Die Synagoge der Rue Notre-Dame-de-Nazareth ist die älteste noch erhaltene Synagoge von Paris. Sie wurde 1852 eingeweiht und 1986 zum Monument historique erklärt. Sie befindet sich in der Rue Notre-Dame-de-Nazareth Nr. 15 im 3. Arrondissement. Die nächste Métrostation ist Temple der Linie 3.
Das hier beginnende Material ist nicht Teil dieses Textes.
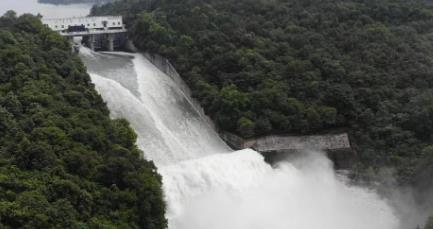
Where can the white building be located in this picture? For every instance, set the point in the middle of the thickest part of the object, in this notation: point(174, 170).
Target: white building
point(89, 23)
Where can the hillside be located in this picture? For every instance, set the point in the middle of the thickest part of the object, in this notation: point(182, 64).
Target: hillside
point(301, 67)
point(64, 163)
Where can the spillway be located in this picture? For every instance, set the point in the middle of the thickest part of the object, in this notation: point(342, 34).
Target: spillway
point(207, 185)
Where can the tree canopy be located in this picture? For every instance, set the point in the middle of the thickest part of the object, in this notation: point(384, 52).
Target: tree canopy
point(302, 67)
point(63, 162)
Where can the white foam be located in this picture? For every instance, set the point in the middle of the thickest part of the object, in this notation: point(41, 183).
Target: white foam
point(208, 188)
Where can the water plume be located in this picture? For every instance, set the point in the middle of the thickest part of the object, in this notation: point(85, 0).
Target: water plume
point(206, 186)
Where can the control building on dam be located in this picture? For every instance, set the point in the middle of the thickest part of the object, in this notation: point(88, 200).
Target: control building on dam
point(106, 33)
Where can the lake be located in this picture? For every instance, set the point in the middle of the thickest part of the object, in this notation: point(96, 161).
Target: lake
point(46, 10)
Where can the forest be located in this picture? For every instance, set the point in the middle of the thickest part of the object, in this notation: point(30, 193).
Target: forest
point(63, 162)
point(305, 67)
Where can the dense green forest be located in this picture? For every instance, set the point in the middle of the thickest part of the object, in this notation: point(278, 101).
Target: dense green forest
point(63, 162)
point(303, 66)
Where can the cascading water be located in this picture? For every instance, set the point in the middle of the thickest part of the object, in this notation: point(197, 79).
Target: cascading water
point(209, 187)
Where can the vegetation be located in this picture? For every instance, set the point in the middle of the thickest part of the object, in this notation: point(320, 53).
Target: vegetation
point(303, 66)
point(63, 162)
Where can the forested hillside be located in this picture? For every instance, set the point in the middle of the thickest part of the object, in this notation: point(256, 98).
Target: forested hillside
point(63, 162)
point(303, 66)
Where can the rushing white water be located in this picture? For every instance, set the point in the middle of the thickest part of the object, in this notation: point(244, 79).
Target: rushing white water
point(206, 186)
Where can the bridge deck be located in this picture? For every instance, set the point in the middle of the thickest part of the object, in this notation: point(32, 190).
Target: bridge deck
point(92, 32)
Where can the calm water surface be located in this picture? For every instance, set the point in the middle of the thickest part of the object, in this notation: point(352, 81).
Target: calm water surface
point(46, 10)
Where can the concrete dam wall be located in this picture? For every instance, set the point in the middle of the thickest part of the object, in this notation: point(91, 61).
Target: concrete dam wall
point(337, 146)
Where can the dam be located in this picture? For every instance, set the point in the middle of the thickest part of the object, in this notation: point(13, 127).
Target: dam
point(106, 33)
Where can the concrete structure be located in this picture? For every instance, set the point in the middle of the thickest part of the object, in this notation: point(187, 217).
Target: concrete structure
point(337, 146)
point(98, 33)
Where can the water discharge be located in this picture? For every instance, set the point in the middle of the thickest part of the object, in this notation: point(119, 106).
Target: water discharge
point(209, 187)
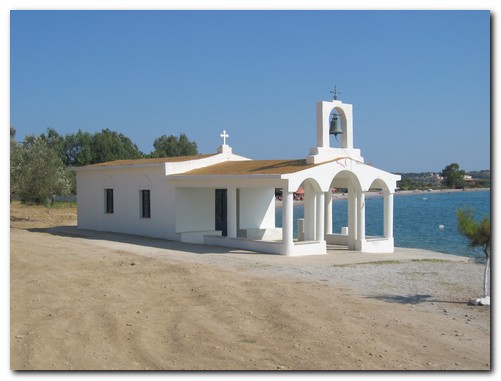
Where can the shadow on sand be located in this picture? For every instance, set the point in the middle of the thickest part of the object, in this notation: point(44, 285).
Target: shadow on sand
point(410, 299)
point(159, 243)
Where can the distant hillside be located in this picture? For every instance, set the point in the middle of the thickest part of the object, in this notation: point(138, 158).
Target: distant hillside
point(433, 180)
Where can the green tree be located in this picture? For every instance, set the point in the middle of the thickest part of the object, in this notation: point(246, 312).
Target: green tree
point(77, 149)
point(109, 145)
point(55, 141)
point(453, 176)
point(170, 146)
point(479, 234)
point(38, 172)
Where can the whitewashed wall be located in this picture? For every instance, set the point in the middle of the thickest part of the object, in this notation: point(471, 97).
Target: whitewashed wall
point(195, 209)
point(126, 217)
point(257, 208)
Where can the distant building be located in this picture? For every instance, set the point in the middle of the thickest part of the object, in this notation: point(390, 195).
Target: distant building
point(229, 200)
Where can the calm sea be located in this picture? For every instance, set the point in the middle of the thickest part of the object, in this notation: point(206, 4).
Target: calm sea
point(421, 220)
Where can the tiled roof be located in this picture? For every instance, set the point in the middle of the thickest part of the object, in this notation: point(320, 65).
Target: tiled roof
point(150, 161)
point(252, 167)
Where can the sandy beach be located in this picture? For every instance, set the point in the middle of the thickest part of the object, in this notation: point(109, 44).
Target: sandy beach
point(101, 301)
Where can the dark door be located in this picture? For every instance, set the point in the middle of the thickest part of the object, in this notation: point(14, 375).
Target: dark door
point(221, 212)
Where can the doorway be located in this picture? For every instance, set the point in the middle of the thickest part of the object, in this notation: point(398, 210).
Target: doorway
point(221, 211)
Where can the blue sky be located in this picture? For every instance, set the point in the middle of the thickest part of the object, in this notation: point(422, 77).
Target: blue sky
point(419, 81)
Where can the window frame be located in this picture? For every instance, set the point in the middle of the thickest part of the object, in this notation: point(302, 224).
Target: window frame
point(145, 203)
point(109, 201)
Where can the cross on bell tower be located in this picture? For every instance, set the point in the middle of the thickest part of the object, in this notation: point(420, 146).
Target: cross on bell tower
point(224, 135)
point(224, 148)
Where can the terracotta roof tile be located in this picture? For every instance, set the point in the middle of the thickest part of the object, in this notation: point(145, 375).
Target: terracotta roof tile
point(150, 161)
point(252, 167)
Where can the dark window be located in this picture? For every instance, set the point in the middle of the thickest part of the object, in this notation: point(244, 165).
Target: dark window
point(145, 203)
point(109, 200)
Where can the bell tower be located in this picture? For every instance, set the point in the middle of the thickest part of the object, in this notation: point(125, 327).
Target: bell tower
point(339, 124)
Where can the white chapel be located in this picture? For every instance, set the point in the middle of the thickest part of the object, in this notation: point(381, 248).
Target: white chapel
point(229, 200)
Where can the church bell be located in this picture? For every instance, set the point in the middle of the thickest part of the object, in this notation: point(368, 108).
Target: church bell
point(335, 127)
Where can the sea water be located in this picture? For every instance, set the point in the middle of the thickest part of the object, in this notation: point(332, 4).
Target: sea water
point(424, 220)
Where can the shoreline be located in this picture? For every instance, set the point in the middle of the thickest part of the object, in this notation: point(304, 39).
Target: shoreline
point(344, 196)
point(109, 302)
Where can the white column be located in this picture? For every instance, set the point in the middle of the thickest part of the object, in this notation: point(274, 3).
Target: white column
point(388, 215)
point(287, 213)
point(361, 216)
point(352, 218)
point(320, 217)
point(232, 212)
point(328, 212)
point(309, 212)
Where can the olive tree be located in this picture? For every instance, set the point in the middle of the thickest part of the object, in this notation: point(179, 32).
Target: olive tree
point(37, 172)
point(479, 234)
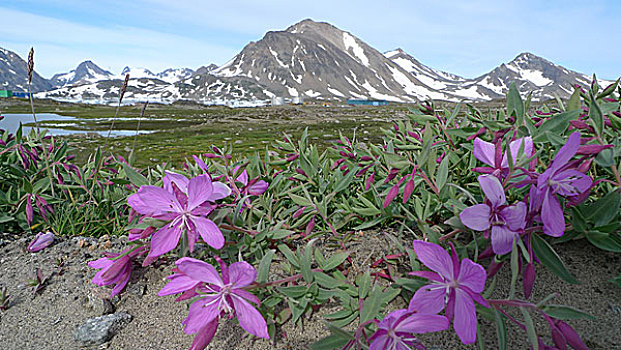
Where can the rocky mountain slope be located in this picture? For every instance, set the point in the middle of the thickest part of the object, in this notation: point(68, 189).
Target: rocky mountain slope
point(311, 60)
point(14, 74)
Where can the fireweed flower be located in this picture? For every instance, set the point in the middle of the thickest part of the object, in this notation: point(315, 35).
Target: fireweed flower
point(493, 156)
point(454, 286)
point(41, 241)
point(505, 220)
point(218, 296)
point(561, 178)
point(186, 205)
point(397, 330)
point(115, 271)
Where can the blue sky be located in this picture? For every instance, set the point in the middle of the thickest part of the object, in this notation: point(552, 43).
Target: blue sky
point(468, 38)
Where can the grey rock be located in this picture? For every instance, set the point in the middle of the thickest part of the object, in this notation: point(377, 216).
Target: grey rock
point(98, 330)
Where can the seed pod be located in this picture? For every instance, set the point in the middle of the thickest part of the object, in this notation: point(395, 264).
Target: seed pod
point(30, 64)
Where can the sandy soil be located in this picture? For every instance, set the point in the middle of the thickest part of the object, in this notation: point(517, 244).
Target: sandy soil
point(47, 320)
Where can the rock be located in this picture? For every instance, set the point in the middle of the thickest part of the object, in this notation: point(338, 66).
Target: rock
point(98, 330)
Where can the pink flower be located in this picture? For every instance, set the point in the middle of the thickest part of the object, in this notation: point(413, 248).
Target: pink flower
point(185, 204)
point(115, 271)
point(454, 286)
point(41, 241)
point(396, 331)
point(218, 296)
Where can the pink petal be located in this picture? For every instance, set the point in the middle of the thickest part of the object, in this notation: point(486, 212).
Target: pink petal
point(164, 240)
point(465, 321)
point(178, 283)
point(491, 186)
point(434, 257)
point(552, 215)
point(152, 200)
point(201, 313)
point(484, 151)
point(209, 231)
point(241, 274)
point(199, 190)
point(514, 146)
point(220, 191)
point(199, 270)
point(178, 179)
point(428, 299)
point(515, 216)
point(502, 239)
point(249, 318)
point(258, 188)
point(476, 217)
point(422, 323)
point(472, 275)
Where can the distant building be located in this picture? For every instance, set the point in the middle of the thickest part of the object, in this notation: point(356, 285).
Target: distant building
point(367, 102)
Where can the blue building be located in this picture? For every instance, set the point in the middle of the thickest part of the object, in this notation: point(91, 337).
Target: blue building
point(367, 102)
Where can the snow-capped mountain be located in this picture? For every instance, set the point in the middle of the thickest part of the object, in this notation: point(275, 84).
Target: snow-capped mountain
point(173, 75)
point(86, 72)
point(312, 60)
point(14, 74)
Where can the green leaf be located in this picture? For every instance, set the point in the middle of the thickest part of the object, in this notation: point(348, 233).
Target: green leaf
point(264, 266)
point(299, 200)
point(335, 260)
point(530, 329)
point(135, 177)
point(442, 173)
point(551, 260)
point(566, 313)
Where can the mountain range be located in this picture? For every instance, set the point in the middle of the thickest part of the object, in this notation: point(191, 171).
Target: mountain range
point(312, 60)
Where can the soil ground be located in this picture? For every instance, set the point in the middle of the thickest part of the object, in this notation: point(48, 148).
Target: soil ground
point(47, 321)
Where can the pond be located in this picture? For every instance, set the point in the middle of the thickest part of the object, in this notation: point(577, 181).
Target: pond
point(11, 122)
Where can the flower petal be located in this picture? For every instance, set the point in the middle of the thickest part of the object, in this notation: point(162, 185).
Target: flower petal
point(566, 152)
point(220, 191)
point(484, 151)
point(178, 179)
point(552, 215)
point(209, 231)
point(199, 190)
point(428, 299)
point(472, 275)
point(241, 274)
point(514, 146)
point(164, 240)
point(502, 239)
point(491, 186)
point(515, 216)
point(249, 318)
point(201, 313)
point(422, 323)
point(476, 217)
point(199, 271)
point(465, 321)
point(204, 335)
point(434, 257)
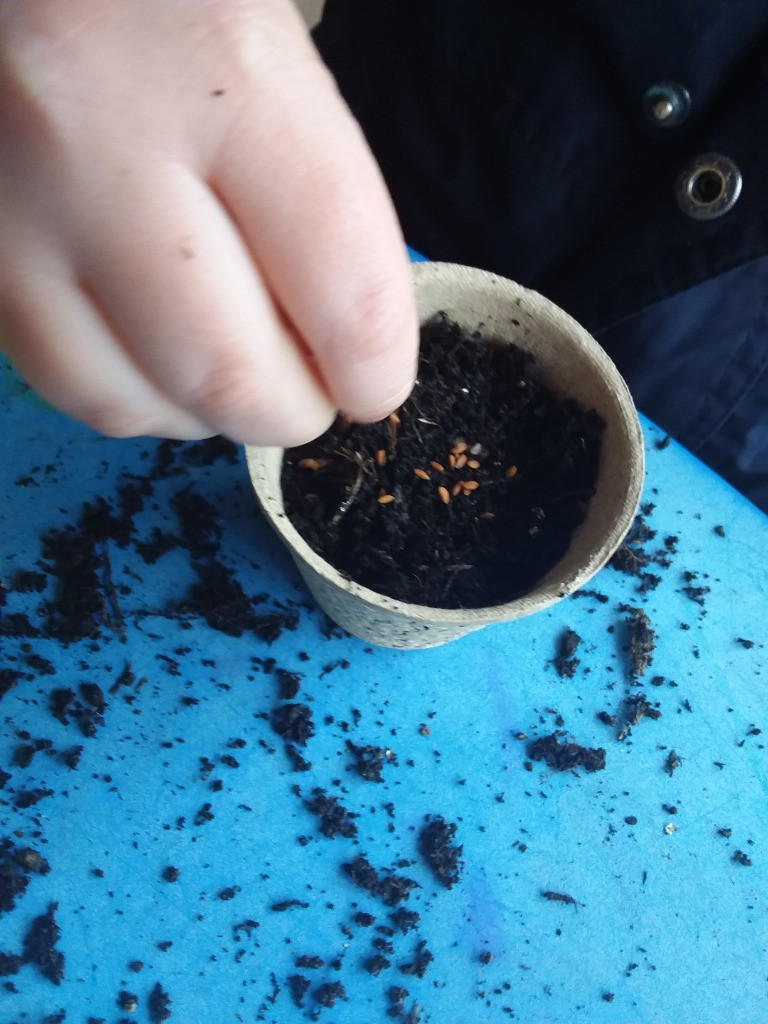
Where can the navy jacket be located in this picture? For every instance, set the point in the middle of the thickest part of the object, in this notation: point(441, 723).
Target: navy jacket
point(612, 156)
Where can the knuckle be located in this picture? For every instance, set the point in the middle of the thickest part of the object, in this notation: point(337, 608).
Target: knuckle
point(375, 324)
point(229, 392)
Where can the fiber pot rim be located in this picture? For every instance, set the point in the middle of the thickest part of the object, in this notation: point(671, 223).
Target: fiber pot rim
point(555, 584)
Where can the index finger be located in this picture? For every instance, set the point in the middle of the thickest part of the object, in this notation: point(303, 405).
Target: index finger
point(320, 222)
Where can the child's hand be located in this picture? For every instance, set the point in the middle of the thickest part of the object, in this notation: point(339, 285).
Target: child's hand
point(194, 237)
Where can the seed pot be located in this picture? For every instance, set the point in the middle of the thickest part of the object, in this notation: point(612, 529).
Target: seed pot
point(573, 366)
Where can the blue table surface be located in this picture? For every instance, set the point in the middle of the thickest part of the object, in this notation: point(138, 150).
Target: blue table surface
point(667, 870)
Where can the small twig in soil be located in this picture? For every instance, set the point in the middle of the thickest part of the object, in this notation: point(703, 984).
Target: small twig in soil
point(353, 491)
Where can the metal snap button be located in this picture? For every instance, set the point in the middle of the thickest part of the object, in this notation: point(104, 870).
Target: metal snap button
point(709, 186)
point(667, 103)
Bereits im Jahr 1810 besaßen die Pariser Juden, die den Aschkenasim angehörten, zwei Synagogen. Eine befand sich in der Rue du Temple und die andere in der Rue des Archives, beide im Maraisviertel, in dem sich im 18. Jahrhundert eine größere Zahl Juden angesiedelt hatten. 1819 erwarb die jüdische Gemeinde ein zwischen den Straßenzügen Rue du Vertbois und Rue Notre-Dame-de-Nazareth gelegenes Grundstück und bekam vom französischen König Ludwig XVIII. die Erlaubnis, dort eine Synagoge zu errichten. Mit dem Bau wurde der Architekt Sandrié de Jouy beauftragt. Es war die erste Synagoge des 1808 unter Napoleon geschaffenen Konsistoriums von Paris. Hinter der Synagoge, zur heutigen Straße Rue Vertbois, befand sich die noch bescheidenere Synagoge der portugiesischen Juden. Beide Gebäude waren bereits 1840 baufällig geworden. 1850 wurden sie geschlossen und wenig später abgerissen. Die portugiesischen Juden errichteten 1851 eine neue Synagoge in der Rue Lamartine. 1852 wurde die Synagoge der Rue Notre-Dame-de-Nazareth eingeweiht, die nach den Plänen des Architekten Alexandre Thierry gebaut worden war. Zunächst war sogar der Dresdner Architekt Gottfried Semper im Gespräch, der zu der Zeit in Paris im Exil lebte und bei dem Baron Jakob Rothschild einen Entwurf in Auftrag gegeben hatte. Bis zum Bau der Synagoge der Rue de la Victoire blieb die Synagoge der Rue Notre-Dame-de-Nazareth die Hauptsynagoge von Paris. Sie bot 1 200 Plätze und war für die sehr schnell auf 15 000 Mitglieder angewachsene jüdische Gemeinde schon bald zu klein geworden. Seit der großen Zuwanderung nordafrikanischer Juden im 20. Jahrhundert gehört die Synagoge dem sefardischen Ritus an.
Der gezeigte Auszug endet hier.